I further dissent upon the ground that the law officer’s instruction in the present case is incorrect as a matter of law when he advised:

“. . . It is recognized that an involuntary statement is often untrustworthy and unreliable. Therefore, the voluntariness of the statement before you here constitutes a matter which you should consider in determining the weight, if any, that you will give to this confession. Each member of the court in his deliberation on the findings of the guilt or innocence, may come to his own conclusion as to the voluntary nature of the statement and accept it or reject it, accordingly. You may also consider any evidence introduced as to the voluntary or involuntary nature of the statement, or as to the weight to be given to that statement. In deciding this you should be affected in no way by the circumstances that I have admitted this statement to be received into evidence.” [Emphasis supplied.]

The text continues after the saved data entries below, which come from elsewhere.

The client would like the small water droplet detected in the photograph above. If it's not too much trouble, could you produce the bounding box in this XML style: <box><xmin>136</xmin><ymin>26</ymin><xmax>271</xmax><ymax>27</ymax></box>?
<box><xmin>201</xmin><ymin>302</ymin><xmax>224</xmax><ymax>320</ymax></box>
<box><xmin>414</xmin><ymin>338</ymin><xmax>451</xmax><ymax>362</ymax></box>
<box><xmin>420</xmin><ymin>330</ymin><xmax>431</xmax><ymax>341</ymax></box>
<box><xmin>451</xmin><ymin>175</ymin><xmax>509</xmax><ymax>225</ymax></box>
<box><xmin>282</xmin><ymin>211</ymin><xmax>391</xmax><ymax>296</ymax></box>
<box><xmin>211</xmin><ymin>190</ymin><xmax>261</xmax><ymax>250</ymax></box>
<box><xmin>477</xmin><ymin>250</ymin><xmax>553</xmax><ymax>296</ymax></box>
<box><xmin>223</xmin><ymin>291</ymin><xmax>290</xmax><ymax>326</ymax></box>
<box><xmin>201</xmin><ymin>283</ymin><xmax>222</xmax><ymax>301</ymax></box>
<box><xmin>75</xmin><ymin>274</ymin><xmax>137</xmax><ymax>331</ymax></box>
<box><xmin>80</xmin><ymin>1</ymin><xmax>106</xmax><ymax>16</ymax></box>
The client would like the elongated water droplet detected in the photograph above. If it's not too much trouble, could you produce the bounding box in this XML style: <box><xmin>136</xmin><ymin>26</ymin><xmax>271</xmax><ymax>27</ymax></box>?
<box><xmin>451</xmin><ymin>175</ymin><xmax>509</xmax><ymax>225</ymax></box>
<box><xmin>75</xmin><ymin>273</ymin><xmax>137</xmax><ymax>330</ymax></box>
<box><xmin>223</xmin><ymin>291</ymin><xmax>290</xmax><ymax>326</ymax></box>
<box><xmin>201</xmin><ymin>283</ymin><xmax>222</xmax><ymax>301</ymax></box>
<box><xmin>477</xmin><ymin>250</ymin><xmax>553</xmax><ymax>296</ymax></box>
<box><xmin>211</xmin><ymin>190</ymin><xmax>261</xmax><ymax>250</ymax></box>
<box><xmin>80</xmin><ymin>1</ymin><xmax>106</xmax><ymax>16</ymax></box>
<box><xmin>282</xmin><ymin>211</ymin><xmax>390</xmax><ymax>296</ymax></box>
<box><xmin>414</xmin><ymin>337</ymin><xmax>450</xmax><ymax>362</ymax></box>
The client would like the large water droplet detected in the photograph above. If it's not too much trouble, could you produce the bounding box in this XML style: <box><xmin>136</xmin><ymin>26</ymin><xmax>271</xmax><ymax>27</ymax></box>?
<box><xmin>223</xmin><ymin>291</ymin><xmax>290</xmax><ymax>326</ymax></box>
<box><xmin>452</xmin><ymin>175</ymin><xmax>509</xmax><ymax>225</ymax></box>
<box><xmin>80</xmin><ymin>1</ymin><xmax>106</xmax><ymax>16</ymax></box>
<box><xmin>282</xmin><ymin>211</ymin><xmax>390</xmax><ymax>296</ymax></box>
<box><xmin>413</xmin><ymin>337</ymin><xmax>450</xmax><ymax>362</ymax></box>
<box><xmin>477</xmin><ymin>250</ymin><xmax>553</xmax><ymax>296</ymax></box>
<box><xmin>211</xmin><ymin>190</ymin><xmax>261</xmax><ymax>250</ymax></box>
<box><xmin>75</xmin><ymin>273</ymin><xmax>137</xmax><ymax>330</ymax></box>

In United States v Morris, supra, the law officer gave a similar instruction and refused one requested by defense counsel that “if the court-martial believed the statement was involuntary, it must ‘disregard . . . [it] entirely.’ ” We there held the law officer’s refusal to give the requested instruction to be prejudicial error. See also United States v Wenzel, 9 USCMA 140, 25 CMR 402. We have repeatedly held that a court-martial must disregard a confession in toto if it is determined it was involuntarily given. United States v Schwed, 8 USCMA 305, 24 CMR 115; United States v Dicario, 8 USCMA 353, 24 CMR 163. Therefore, to instruct that the court-martial should consider the voluntariness of the statement in determining the weight, if any, that will be given to the confession as error. A court-martial may properly consider what weight to give a confession, taking into effect all of the evidence, only if it preliminarily finds the statement to be voluntary.

Consequently, I would reverse the decision of the board of review.